この1,196万トンという量は、09~10年度において世界第3位の生産量となることが見込まれている南アフリカの生産量1,050万トンを上回るものであることから、いかに大きな修正であるかが想像できます。
米国農務省では、今回の需給報告で米国の生産量がこのように大幅な上方修正となった根拠として、イールド(1エーカー当たりの平均生産量)が前回予測の153.4ブッシェルに対し、160.4ブッシェルという過去最大のイールドを記録した04~05年度に次ぐ、159.5ブッシェルが予想されていることが挙げられます。
実は、今春の作付初期段階では長雨の影響でコーンの作付は例年に比べて遅れを取っていました。以前であれば、作付けが遅れることは発芽が気温が上昇する時期までズレ込み、結果としてイールドが低下する、というのが通説でした。
それが、遺伝子組み換え種の登場と普及に伴い、作付が遅れてもイールドに影響はないとの見方へと変化が見られていました。しかしながら、今年の状況を見る限り、イールドに影響がないばかりか、作付が遅れても豊作になる可能性が高まると、作付遅れに対する見解はさらに変化したように思われます。

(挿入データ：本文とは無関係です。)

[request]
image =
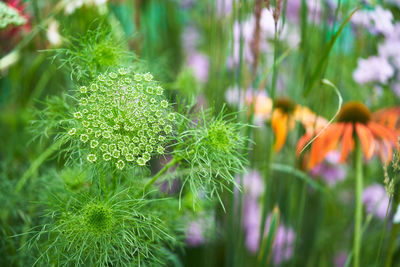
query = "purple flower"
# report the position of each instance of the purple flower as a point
(396, 88)
(389, 49)
(373, 69)
(396, 217)
(199, 230)
(282, 249)
(330, 170)
(376, 200)
(377, 21)
(190, 38)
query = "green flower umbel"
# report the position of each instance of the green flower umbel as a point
(85, 230)
(213, 152)
(122, 117)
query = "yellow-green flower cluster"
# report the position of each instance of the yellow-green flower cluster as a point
(9, 15)
(122, 117)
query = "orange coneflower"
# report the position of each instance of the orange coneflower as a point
(377, 132)
(284, 116)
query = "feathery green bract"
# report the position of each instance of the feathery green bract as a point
(93, 53)
(9, 15)
(212, 151)
(88, 230)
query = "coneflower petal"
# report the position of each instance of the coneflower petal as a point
(279, 124)
(347, 141)
(333, 135)
(326, 142)
(367, 140)
(302, 142)
(383, 132)
(385, 151)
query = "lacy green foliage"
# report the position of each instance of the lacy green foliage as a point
(9, 15)
(121, 118)
(119, 231)
(93, 53)
(212, 153)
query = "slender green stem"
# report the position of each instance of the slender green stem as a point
(394, 234)
(358, 204)
(161, 172)
(383, 232)
(38, 162)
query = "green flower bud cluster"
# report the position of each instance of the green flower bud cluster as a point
(122, 117)
(221, 136)
(9, 15)
(98, 218)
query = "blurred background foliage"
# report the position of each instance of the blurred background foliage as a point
(190, 47)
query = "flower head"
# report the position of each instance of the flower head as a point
(121, 118)
(212, 151)
(377, 134)
(91, 231)
(284, 115)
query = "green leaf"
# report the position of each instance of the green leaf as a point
(323, 62)
(266, 247)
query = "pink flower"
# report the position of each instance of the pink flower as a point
(373, 69)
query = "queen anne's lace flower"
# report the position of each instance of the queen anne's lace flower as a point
(122, 117)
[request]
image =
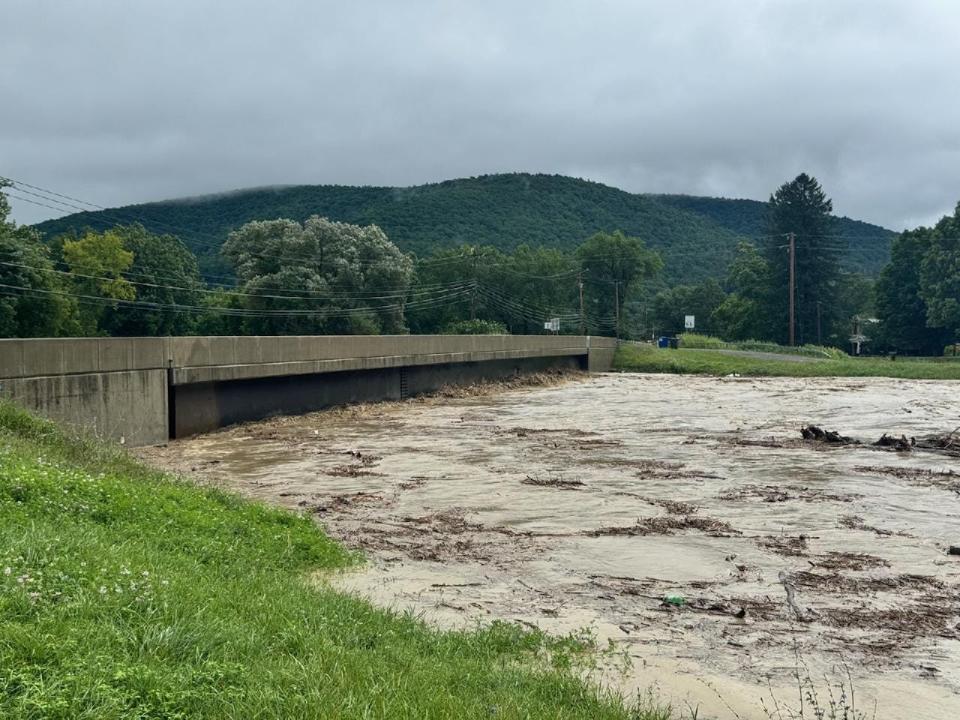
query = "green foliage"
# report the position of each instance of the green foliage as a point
(98, 261)
(614, 259)
(671, 306)
(166, 273)
(636, 358)
(324, 269)
(502, 211)
(801, 207)
(126, 594)
(38, 310)
(867, 245)
(475, 327)
(744, 313)
(707, 342)
(917, 293)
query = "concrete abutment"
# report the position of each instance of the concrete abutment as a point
(143, 391)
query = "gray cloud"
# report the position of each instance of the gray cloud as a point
(117, 102)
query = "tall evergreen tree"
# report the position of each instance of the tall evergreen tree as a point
(801, 207)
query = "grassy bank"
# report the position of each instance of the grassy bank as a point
(126, 594)
(643, 358)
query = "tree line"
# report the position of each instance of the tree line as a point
(326, 277)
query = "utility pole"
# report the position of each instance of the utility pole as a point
(473, 294)
(616, 305)
(819, 333)
(583, 324)
(793, 288)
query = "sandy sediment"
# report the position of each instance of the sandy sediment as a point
(588, 503)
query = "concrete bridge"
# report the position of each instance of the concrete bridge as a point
(143, 391)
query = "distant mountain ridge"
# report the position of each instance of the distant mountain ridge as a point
(697, 235)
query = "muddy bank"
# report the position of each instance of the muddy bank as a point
(589, 503)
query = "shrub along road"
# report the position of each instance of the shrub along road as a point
(645, 358)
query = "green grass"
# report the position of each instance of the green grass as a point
(642, 358)
(127, 594)
(708, 342)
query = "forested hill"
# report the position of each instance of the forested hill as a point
(868, 245)
(697, 235)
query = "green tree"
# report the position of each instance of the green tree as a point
(744, 312)
(32, 299)
(319, 277)
(98, 262)
(613, 259)
(165, 273)
(801, 207)
(670, 307)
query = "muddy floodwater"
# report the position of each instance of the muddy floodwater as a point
(586, 504)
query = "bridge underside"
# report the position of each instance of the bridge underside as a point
(203, 407)
(144, 391)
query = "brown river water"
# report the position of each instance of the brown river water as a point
(586, 504)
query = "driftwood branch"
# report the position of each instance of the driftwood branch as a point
(801, 614)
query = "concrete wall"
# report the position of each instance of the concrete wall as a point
(127, 407)
(142, 390)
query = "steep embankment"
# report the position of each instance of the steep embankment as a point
(124, 593)
(697, 235)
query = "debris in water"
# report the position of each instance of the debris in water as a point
(556, 482)
(785, 545)
(666, 525)
(814, 432)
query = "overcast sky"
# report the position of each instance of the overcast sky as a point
(125, 101)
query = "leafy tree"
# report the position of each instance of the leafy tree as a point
(801, 207)
(618, 260)
(98, 261)
(744, 313)
(31, 303)
(501, 211)
(940, 275)
(475, 327)
(918, 290)
(670, 307)
(217, 317)
(343, 278)
(166, 274)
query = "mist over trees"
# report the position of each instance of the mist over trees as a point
(320, 276)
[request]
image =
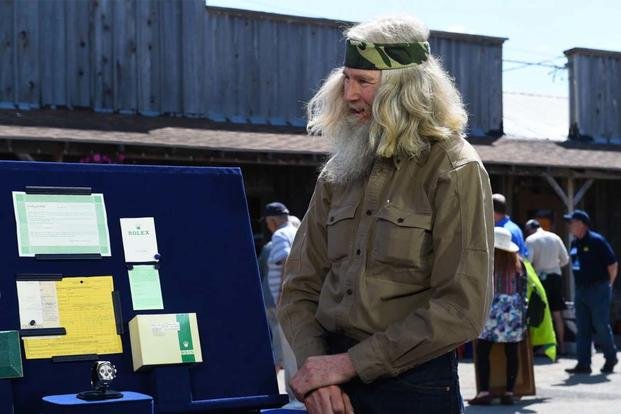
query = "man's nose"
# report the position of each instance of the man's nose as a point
(351, 92)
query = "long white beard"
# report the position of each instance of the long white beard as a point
(352, 154)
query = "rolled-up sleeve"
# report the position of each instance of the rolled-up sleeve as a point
(460, 281)
(305, 271)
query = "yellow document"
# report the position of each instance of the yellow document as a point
(86, 312)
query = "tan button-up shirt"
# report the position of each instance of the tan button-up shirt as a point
(401, 262)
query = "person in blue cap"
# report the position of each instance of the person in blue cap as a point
(283, 229)
(594, 266)
(501, 219)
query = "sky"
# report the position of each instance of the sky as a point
(537, 31)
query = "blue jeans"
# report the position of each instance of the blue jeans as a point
(430, 388)
(593, 314)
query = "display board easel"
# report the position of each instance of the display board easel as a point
(207, 266)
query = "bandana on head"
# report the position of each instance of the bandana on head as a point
(383, 56)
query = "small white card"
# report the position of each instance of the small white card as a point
(139, 240)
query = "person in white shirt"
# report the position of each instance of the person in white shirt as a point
(283, 227)
(548, 254)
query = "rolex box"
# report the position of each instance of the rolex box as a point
(164, 339)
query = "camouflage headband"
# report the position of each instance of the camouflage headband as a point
(382, 56)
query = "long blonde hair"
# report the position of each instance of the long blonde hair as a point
(413, 106)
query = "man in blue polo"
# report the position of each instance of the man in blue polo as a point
(501, 219)
(594, 267)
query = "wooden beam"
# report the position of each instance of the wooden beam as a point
(582, 191)
(559, 191)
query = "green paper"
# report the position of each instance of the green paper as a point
(61, 224)
(10, 355)
(144, 283)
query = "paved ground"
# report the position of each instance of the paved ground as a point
(557, 391)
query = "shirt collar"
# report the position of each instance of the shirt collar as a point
(397, 160)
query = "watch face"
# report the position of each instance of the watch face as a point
(106, 371)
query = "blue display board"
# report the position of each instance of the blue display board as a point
(207, 266)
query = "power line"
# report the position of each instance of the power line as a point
(524, 64)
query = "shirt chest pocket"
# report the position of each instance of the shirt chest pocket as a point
(403, 238)
(340, 231)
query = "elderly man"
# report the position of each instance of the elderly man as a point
(595, 267)
(391, 269)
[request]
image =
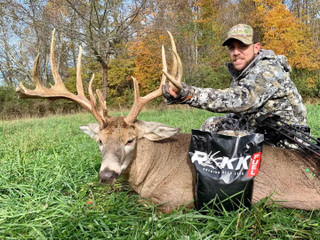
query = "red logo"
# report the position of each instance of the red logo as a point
(254, 165)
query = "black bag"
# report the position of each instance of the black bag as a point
(225, 166)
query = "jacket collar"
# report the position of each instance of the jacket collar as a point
(261, 54)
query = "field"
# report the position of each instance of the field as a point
(49, 190)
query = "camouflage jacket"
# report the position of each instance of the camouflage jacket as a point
(263, 86)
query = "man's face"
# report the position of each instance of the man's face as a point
(241, 54)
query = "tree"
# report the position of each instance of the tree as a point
(285, 34)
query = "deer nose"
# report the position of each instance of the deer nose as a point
(107, 176)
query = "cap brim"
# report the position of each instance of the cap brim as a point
(243, 40)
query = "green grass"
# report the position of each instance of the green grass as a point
(49, 190)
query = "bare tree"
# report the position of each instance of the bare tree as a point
(100, 26)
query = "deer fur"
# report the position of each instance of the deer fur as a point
(161, 171)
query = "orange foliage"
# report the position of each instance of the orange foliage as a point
(148, 65)
(285, 34)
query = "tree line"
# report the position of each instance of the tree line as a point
(121, 38)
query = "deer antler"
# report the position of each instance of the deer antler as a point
(140, 102)
(177, 70)
(58, 90)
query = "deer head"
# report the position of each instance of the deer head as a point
(117, 136)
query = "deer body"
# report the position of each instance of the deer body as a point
(162, 172)
(155, 160)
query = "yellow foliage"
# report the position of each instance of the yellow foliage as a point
(285, 34)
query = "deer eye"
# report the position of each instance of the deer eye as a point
(130, 141)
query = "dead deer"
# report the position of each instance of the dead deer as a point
(154, 158)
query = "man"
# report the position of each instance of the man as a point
(260, 84)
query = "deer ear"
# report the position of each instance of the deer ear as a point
(155, 131)
(91, 129)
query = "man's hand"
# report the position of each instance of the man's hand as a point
(172, 92)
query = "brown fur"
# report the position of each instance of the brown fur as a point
(163, 173)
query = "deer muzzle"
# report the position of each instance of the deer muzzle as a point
(108, 176)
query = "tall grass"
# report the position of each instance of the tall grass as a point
(49, 190)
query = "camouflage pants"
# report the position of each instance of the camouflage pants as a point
(228, 122)
(234, 123)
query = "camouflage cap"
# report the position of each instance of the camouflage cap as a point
(241, 32)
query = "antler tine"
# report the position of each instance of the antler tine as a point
(174, 59)
(79, 79)
(140, 102)
(55, 73)
(58, 90)
(177, 69)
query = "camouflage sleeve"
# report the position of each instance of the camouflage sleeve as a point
(250, 93)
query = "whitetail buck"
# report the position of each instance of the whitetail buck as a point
(154, 158)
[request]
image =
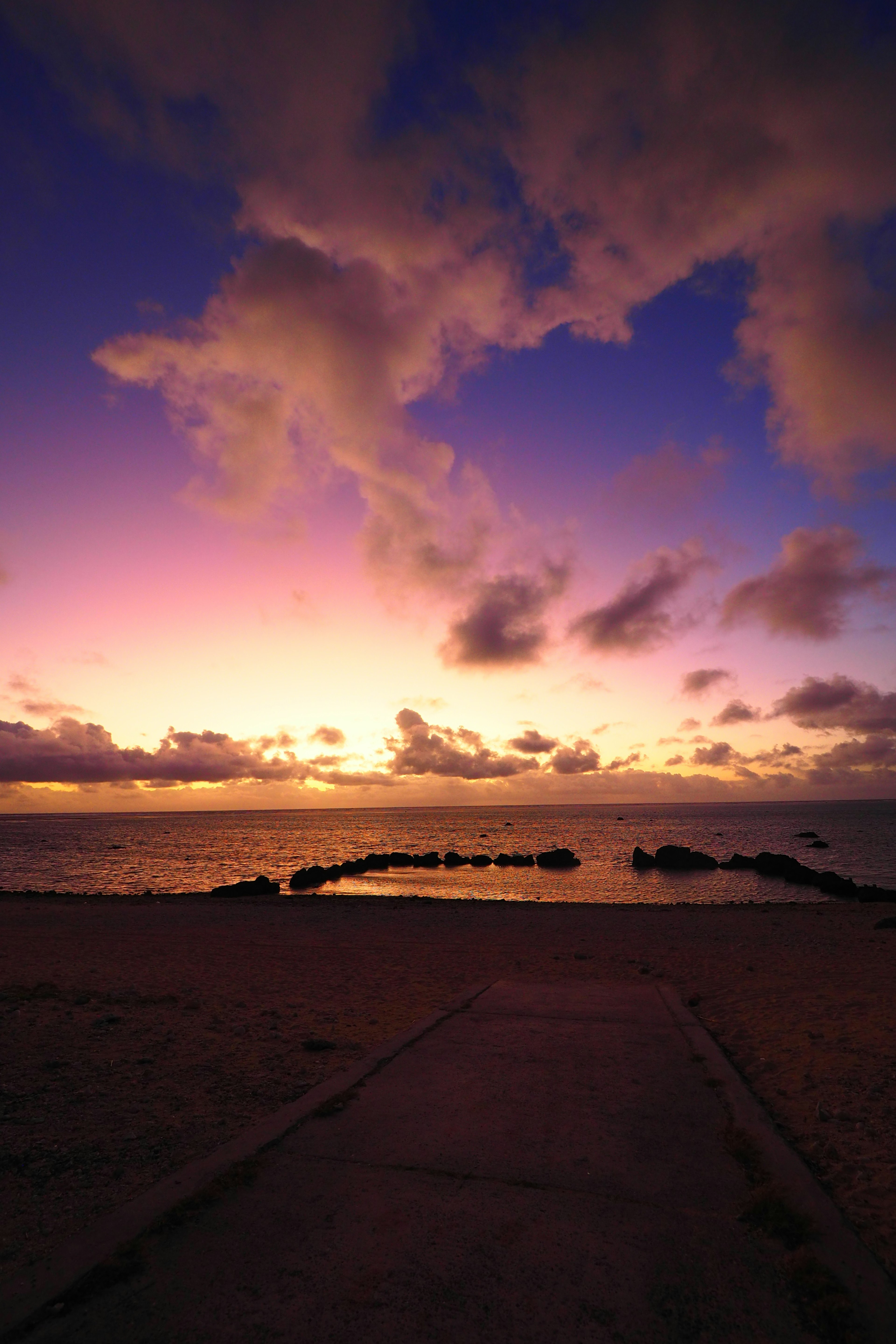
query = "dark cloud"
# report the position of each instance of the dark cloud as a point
(639, 617)
(425, 749)
(620, 764)
(84, 753)
(805, 592)
(702, 679)
(328, 736)
(719, 753)
(737, 711)
(839, 704)
(532, 742)
(504, 624)
(581, 759)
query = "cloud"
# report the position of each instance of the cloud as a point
(84, 753)
(597, 167)
(737, 711)
(700, 681)
(639, 619)
(504, 626)
(424, 749)
(581, 759)
(532, 742)
(805, 591)
(330, 737)
(620, 764)
(839, 704)
(719, 753)
(668, 480)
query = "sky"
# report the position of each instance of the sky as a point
(416, 404)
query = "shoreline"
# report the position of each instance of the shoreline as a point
(143, 1031)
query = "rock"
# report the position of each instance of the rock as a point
(312, 877)
(453, 859)
(558, 859)
(739, 861)
(260, 886)
(682, 857)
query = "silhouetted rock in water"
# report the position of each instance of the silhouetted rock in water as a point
(682, 857)
(260, 886)
(558, 859)
(426, 861)
(312, 877)
(353, 866)
(453, 859)
(739, 861)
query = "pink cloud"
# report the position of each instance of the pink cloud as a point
(639, 619)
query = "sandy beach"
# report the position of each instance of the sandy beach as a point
(139, 1034)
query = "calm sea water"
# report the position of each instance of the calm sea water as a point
(195, 851)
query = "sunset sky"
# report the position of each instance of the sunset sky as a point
(418, 404)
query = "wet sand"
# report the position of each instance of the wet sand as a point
(136, 1034)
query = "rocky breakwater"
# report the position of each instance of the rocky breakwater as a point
(260, 886)
(316, 875)
(769, 865)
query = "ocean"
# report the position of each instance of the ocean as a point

これは、遺伝子組み換え技術の発展により熱波、干ばつ、長雨、冷夏、害虫、農薬、に対する耐性が高まったことが、まずその背景として挙げられます。さらに、この耐性の高まりは、従来は作付が遅れればイールドの低下を嫌ってコーンよりも作付時期が遅い大豆へと生産をシフトさせていた農家に対し、コーンの作付けが遅れてもイールドが低下しない、という安心感を与えた結果、初期段階での天候不良を原因とした農家の作付シフトの動きが低下したこと、が背景にあると考えられます。
このような農家の生産体制の変化を受け、09~10年度の米国コーン生産量は過去最大に達すると予測されていると考えられるわけですが、コーン価格にとって重石になってきそうなのは、この生産量だけではありません。
生産量以外のコーン価格を圧迫する要因としては、米国農務省が前年度と同様に米国内のエタノール生産用コーン消費に関して現時点では強い姿勢を見せながらも、エタノール生産用コーン消費量予測は前年度に経験したように、これから下方修正される可能性があることが挙げられます。
米国農務省は、当初(08年5月発表時点)は40億ブッシェルと予測していた08~09年度のエタノール生産用コーン消費量を36億5,000万ブッシェルまで下方修正しています。もちろん、昨年9月に発生した金融危機とその後の世界経済の低迷が影響し、エタノール需要が低下したことが下方修正の主要因となっています。
そのため、現在42億ブッシェルと予測されている09~10年度における米国のエタノール生産用コーン需要が、必ずしも下方修正されるとは限りません。しかしながら、原油価格がバレル当たり120ドルを超えていたうえ、世界的な経済成長が見込まれていた08年5月時点でさえ、予測されていたエタノール生産用コーン消費量は40億ブッシェルだったことを考慮すると、景気に底打ち感があるとはいえ、回復が確実とはいえないほか、原油価格が70ドルで頭打ちとなっている現段階で42億ブッシェルの需要を見込むのは、楽観的な見方のように思われます。
現在、米国中西部ではコーンはデント、ダウ、と結実期を迎えており、生育ペースは例年に遅れているものの、生育状態は例年よりも良好、と伝えられています。今年は、コーン自身の需給に加え、小麦が過去最大級の豊作になる、との予測も発表されています。一方、中国では主要生産地である吉林省で干ばつが広がっている、という懸念材料も浮上していますが、同国はコーンの自給率を出来るだけ100%に近い水準で安定させる、強い姿勢を見せているだけに、コーン需給に対する影響の度合いに関する現時点での見通しは、不透明感が強いと言えるでしょう。
過去最大となる米国の生産量予測、そして楽観的と思われる米国内のエタノール消費量予測、世界的な小麦の生産状況を見ている限り、現時点でも停滞しているコーン価格に対する圧力が次第に強まるように思われます。